I agree with markdrela and tspeer.
A tunnel hull configuration is 'inherenetly unstable". When a tunnel hull, including a Thundercat/RIB design, experiences a “disturbance” that causes a “nose-up” rotation about its CofG, the increase in angle of attack causes an increase in aerodynamic Lift, which causes the boat to rotate “nose-up” about its CofG. A small increase in angle of attack tends to cause a bigger increase in angle of attack, rather than tending to “restore” things to the original state (as an airplane could). In this condition of dynamic instability even small changes tend to cause bigger changes, and is then in the region of easy “BLOWOVER”. [More in article on 'Blowover']

The performance tunnel boat gets much of its performance from its use of aerodynamic Lift. By necessity, it maintains its thrust (propeller) and control (steering, trim, etc.) by contact with the water surface. The performance boat must make most efficient use of aerodynamic Lift while never losing contact with the water surface. This is the dilemma that forces inherent instability - but also what makes tunnel boats so much fun!
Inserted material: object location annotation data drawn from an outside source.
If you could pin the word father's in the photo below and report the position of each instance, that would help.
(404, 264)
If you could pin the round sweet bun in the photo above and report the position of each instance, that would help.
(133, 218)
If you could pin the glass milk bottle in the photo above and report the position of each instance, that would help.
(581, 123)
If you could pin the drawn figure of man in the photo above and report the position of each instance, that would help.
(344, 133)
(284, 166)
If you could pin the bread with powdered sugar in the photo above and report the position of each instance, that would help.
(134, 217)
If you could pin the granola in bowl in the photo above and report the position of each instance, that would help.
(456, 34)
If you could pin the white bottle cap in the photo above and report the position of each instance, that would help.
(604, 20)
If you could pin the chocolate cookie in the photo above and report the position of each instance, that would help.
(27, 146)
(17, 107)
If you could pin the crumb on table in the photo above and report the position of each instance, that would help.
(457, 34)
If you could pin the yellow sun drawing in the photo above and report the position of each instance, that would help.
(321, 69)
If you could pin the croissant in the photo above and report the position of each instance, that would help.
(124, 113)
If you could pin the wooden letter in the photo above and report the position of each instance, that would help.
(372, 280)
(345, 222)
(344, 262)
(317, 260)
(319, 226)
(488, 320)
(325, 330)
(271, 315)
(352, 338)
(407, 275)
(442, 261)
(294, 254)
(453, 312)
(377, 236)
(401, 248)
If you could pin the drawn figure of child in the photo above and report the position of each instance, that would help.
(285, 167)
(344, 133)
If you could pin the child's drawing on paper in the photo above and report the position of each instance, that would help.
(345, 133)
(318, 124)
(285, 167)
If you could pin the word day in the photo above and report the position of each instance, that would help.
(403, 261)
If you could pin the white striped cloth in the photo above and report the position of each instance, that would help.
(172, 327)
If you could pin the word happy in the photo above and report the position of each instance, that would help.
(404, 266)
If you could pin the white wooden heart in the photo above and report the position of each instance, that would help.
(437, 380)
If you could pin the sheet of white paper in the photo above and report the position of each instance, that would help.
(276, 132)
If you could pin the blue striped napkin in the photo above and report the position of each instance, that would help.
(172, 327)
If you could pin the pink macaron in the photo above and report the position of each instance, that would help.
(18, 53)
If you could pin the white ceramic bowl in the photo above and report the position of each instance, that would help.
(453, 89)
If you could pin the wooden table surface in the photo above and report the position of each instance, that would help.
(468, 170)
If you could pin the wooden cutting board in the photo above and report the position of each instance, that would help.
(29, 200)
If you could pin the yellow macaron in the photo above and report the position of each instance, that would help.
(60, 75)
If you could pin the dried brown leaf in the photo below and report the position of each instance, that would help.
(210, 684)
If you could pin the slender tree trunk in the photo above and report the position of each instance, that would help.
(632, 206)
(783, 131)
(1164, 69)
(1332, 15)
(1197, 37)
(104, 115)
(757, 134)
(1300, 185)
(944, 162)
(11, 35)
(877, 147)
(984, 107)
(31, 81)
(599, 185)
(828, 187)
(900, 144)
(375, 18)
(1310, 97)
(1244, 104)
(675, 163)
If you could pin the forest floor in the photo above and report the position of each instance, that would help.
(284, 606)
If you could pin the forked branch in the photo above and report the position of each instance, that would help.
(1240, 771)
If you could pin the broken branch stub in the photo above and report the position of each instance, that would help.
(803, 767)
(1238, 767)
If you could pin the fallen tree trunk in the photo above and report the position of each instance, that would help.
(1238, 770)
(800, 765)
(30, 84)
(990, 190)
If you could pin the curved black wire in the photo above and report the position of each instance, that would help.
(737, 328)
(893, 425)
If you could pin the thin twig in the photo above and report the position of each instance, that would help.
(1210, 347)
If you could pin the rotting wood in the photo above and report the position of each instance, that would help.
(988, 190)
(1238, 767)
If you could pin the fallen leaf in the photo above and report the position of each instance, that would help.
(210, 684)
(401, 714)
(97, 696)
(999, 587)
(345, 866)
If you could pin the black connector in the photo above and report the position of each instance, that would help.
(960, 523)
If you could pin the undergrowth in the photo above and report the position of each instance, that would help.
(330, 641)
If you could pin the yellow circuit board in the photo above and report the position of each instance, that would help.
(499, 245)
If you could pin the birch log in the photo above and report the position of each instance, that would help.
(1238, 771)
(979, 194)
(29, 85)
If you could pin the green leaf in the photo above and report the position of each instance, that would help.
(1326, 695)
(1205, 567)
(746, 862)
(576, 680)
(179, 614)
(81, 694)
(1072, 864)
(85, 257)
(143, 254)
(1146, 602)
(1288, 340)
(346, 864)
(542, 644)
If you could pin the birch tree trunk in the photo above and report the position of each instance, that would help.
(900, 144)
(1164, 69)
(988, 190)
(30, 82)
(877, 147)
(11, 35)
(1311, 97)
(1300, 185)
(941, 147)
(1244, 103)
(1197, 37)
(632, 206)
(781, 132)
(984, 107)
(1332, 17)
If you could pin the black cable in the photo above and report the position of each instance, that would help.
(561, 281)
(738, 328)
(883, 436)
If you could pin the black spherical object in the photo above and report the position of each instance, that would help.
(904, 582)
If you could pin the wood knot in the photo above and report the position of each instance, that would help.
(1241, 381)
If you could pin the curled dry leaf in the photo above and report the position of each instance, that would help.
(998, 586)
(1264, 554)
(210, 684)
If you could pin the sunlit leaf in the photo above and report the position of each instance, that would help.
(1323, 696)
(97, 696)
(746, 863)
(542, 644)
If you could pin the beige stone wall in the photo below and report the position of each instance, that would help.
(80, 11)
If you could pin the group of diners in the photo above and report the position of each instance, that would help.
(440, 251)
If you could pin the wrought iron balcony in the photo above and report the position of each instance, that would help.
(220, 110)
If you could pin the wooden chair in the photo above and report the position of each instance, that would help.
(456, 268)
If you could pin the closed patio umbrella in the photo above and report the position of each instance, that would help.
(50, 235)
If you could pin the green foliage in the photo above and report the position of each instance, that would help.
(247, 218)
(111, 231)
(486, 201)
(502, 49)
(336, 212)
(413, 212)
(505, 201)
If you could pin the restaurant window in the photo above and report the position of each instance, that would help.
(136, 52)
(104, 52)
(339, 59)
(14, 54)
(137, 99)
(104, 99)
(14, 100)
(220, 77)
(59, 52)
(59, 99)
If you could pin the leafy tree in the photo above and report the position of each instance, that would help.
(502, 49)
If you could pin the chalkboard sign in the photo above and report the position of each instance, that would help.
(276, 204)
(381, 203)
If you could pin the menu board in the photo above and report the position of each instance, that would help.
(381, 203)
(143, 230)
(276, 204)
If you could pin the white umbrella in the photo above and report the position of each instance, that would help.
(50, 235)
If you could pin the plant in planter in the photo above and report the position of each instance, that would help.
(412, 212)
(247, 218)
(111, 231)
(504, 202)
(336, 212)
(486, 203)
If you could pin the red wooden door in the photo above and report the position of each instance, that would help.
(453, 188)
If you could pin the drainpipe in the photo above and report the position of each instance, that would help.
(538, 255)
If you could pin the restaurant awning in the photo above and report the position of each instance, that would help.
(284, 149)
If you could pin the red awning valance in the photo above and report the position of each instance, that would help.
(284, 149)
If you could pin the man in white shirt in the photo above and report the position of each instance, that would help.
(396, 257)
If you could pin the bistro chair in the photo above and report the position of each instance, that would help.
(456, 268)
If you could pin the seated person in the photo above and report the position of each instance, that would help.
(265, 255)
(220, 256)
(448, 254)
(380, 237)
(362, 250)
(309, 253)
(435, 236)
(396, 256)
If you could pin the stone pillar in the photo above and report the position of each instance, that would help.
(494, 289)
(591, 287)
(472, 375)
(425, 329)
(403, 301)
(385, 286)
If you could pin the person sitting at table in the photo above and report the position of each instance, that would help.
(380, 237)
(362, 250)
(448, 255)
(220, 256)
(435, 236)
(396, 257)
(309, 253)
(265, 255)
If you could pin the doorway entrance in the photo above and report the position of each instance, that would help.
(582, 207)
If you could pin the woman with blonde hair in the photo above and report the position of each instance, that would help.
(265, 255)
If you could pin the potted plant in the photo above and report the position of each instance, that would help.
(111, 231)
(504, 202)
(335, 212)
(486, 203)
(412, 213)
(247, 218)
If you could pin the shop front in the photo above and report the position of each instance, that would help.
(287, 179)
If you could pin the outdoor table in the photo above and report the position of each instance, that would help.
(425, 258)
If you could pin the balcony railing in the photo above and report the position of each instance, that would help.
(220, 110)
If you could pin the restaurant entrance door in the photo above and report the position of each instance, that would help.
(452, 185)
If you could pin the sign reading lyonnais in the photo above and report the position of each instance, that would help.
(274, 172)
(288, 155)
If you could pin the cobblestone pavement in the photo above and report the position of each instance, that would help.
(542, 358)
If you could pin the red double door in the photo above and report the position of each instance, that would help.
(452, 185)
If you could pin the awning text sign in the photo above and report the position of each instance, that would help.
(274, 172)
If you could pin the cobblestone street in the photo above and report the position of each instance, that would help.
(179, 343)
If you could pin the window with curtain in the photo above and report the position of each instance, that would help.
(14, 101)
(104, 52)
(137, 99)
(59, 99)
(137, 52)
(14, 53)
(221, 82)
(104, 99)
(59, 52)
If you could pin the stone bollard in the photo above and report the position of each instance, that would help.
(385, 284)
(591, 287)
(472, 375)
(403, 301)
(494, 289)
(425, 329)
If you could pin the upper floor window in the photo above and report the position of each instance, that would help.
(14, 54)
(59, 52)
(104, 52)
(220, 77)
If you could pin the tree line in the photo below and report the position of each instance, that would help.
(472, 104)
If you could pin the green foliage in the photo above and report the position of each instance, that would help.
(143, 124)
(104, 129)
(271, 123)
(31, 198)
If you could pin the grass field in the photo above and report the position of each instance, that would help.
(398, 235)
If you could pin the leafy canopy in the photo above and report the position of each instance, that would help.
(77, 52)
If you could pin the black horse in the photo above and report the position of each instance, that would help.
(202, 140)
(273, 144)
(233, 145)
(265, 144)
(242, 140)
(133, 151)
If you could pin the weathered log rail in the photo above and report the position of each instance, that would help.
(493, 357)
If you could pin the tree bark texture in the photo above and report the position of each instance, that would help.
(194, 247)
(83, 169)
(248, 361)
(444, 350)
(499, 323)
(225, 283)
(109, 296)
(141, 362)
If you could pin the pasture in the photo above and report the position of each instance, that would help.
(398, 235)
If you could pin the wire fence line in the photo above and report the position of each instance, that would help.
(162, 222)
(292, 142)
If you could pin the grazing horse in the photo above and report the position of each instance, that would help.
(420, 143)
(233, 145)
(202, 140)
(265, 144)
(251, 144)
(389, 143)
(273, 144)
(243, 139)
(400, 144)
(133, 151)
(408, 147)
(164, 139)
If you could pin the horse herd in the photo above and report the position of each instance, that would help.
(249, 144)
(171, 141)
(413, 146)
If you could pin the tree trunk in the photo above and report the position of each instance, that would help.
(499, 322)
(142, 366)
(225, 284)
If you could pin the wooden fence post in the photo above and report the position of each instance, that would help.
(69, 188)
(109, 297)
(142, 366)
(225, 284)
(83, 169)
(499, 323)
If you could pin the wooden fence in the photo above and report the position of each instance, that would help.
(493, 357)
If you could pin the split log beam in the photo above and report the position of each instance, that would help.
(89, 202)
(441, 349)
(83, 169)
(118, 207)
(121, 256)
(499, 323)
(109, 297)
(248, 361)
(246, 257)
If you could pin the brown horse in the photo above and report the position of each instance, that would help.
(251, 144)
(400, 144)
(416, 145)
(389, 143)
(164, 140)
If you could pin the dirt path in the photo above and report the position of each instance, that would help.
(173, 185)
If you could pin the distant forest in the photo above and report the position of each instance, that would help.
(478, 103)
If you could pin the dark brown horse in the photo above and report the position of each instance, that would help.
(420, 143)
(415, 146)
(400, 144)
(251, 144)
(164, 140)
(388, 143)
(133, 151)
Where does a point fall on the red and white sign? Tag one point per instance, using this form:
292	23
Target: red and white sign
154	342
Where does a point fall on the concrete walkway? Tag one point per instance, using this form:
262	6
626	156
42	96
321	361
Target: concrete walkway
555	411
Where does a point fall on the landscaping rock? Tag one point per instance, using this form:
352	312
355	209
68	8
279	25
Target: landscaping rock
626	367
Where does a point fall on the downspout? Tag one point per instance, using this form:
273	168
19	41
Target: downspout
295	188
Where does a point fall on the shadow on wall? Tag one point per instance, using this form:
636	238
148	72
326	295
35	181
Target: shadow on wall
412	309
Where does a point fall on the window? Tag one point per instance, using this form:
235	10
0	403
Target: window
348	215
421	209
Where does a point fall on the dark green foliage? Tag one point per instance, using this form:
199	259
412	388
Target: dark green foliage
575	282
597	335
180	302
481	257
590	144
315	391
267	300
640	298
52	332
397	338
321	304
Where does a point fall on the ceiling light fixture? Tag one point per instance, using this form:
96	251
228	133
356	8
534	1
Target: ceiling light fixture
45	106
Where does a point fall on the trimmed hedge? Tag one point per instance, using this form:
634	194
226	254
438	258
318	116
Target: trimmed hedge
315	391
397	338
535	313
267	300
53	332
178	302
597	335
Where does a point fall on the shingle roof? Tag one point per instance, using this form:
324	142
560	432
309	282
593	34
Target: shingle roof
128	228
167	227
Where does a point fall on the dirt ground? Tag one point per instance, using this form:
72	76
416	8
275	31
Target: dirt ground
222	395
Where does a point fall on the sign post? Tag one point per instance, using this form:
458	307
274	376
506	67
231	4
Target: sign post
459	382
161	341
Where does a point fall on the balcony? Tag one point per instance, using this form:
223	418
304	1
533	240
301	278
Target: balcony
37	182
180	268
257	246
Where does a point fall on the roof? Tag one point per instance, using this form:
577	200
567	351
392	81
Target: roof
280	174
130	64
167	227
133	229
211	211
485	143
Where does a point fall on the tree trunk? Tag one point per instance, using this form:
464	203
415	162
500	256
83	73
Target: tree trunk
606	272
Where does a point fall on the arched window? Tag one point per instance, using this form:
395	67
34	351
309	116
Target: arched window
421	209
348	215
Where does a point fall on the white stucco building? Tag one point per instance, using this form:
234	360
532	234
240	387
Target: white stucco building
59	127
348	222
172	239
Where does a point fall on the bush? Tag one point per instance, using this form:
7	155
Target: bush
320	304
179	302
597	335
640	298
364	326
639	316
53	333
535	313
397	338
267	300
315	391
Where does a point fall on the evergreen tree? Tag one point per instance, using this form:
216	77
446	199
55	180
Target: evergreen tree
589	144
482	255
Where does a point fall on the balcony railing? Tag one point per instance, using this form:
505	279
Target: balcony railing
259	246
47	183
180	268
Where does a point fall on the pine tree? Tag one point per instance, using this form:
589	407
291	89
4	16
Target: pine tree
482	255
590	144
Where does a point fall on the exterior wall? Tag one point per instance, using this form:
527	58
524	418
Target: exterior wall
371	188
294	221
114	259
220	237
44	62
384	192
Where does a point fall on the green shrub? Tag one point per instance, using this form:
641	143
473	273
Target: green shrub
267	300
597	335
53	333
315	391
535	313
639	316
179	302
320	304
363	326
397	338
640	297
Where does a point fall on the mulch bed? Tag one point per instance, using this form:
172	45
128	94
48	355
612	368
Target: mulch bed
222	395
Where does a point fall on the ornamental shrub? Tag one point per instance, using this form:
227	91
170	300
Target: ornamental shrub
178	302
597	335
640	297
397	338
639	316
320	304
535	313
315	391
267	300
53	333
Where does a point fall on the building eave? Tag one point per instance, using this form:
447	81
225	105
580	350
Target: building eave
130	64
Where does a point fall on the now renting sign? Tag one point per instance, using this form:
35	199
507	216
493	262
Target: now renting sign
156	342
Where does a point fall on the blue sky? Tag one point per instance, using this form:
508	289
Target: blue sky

There are hull design practices that can make a hull, including Thundercats/RIBs behave better more predictably than others, but the performance tunnel boat can always have the potential to react to disturbances due to it's inherent instability.

 

and that why we get sponsors as the crashes are spectacular which is fine in a 6 point harness and safety cell

 

Yes, sponsors and spectators love the racing crashes, but believe me, even with a safety cell, blow overs are not fun!

 

The lesser of two weevils.

What area of his boat would you address first, how can he make his boat faster?

 

Not necessarily. It will pitch down, yes. But to nose dive, it needs to pitch down more than the hull can stand. This requires both a substantial altitude above the water and a comparatively rapid pitch rate.

The stable aerodynamic/hydrodynamic coupling will keep it from getting so far off the water in the first place. And the amount of aerodynamic stability can be tailored to keep the pitch rate in the tolerable range.